Number pronunciation in a multilingual environment
and implications for an ASR system
Raymond Molapo
Human Language Technologies Research Group Meraka InstituteCSIR, South Africa
Multilingual Speech Technologies Group North-West University
Vanderbijlpark South Africa Email: rmolapo@csir.co.za
Etienne Barnard
Multilingual Speech Technologies Group North-West University
Vanderbijlpark South Africa
Email: etienne.barnard@nwu.ac.za
Abstract—The purpose of this paper is to address the challenges
and describe step-by-step solutions faced when developing an automatic speech recognition system in multilingual societies. We give a brief statistical analysis of the data that have been harvested from the internet. The harvesting process operates in a multilingual environment where code-switching is the norm. We specifically focus our attention on the challenge of number normalization, pronunciation and the variations associated with it. We then develop various systems to illustrate the effects of different approaches to modelling the pronunciation of numbers.
I. INTRODUCTION
A
UTOMATIC speech recognition implementation in a multi-lingual society has proven to be a challenging task with added factors that need to be taken into account. In a country such as South Africa, there are eleven official languages each with its own variation of accents and dialects. Although speakers may be classified under a certain language group, their geographic location within the country could heavily influence how they pronounce certain words. In addition, the movement of migrant workers to big cities has slowly decreased the number of ho-mogeneous societies around the country. As different societies mingled with one another, certain words from one society found their way into the other. Therefore, it is not unusual for a standard South African conversation to consist of words from several different languages. It should however be noted that different factors such as age group, levels of education and geographical location may heavily influence the homogeneity of a conversation. For instance, people who live in rural areas of South Africa, which is mostly homogeneous, may converse using very little use of words from other languages.The occurrence of mixing words and sentences from different languages within a conversation, described above, is termed code switching [1]. It is mostly prominent in multilingual societies especially on the African continent where the dom-inant language or lingua-franca is embedded within normal day to day conversations. A significant amount of literature exists on the development of ASR systems in multilingual environments. Challenges such as the development of a pro-nunciation dictionary are often encountered due to the number of out-of-vocabulary (OOV) words present in the corpus [2].

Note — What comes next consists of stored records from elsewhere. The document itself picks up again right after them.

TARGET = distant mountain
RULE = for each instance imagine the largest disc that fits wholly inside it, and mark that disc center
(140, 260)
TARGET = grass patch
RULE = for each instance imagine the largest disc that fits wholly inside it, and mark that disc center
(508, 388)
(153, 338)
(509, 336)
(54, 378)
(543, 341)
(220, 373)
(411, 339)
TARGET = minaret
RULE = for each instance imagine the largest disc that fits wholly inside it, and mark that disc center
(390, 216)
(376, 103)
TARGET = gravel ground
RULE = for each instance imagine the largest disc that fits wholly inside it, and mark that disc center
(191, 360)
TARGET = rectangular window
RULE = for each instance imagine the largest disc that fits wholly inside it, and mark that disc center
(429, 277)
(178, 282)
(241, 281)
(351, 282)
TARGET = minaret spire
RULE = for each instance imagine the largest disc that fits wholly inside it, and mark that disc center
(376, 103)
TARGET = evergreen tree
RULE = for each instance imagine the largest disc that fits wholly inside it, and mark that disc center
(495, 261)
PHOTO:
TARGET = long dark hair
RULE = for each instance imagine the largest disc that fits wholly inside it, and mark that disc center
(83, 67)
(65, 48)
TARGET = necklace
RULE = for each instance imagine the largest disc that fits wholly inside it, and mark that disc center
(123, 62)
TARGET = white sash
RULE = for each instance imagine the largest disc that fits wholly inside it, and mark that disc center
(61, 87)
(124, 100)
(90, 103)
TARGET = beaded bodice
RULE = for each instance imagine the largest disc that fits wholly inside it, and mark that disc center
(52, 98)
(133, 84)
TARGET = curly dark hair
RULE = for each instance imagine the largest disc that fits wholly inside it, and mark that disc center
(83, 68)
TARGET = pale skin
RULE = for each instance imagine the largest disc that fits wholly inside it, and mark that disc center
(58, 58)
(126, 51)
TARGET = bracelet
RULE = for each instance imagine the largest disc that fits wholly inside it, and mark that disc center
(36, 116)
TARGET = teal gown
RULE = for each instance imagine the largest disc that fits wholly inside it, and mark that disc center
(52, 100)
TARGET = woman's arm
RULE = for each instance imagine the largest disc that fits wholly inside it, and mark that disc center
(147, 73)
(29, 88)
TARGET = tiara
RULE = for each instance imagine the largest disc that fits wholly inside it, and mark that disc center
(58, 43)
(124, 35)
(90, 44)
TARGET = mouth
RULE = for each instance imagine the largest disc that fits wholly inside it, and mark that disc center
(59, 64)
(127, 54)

These OOV words may include numbers that are found in the corpus. Numbers are normally left in the transcriptions for the sole purpose of hearing how people call them out in case of uncertainty. As a consequence, the accuracy of a monolingual ASR system may be affected negatively since what is contained in the audio is quiet different to what is in the transcription.
In this paper we focus on the implications of having num-bers that are not normalized in the corpus. We first give a background on the use of code switching and its applications on day to day conversations in Section II. In Section III, we give a statistical analysis of the collected text data and the audio acquired. Section IV conducts several experiments which include passing all the text data through an English number normalizer to generate word representation of the numbers. Thereafter we train various grapheme-based ASR systems to compare the results from a system with no special provision for numbers, a system with normalized English numbers and a system with transliteration.
II. BACKGROUND
A study conducted by [3] has highlighted the use of lingua-franca languages when Interactive Voice Response (IVR) users were given an option to choose between their mother tongue and English. The study showed that 84% of the users chose to interact with the system in English, although they were not English mother tongue speakers. Such preferences are likely to result from the fact that the African or native languages have not evolved to accommodate new Western influences such as technological gadgets, literature etc. To compensate for this inadequacy, most native speakers have devised ways to include these words into their vocabulary by adding prefixes and/or suffixes to make the words sound more like their dialect. This process takes a significant amount of time and the words may go through a number of transformations to reach a level of acceptance.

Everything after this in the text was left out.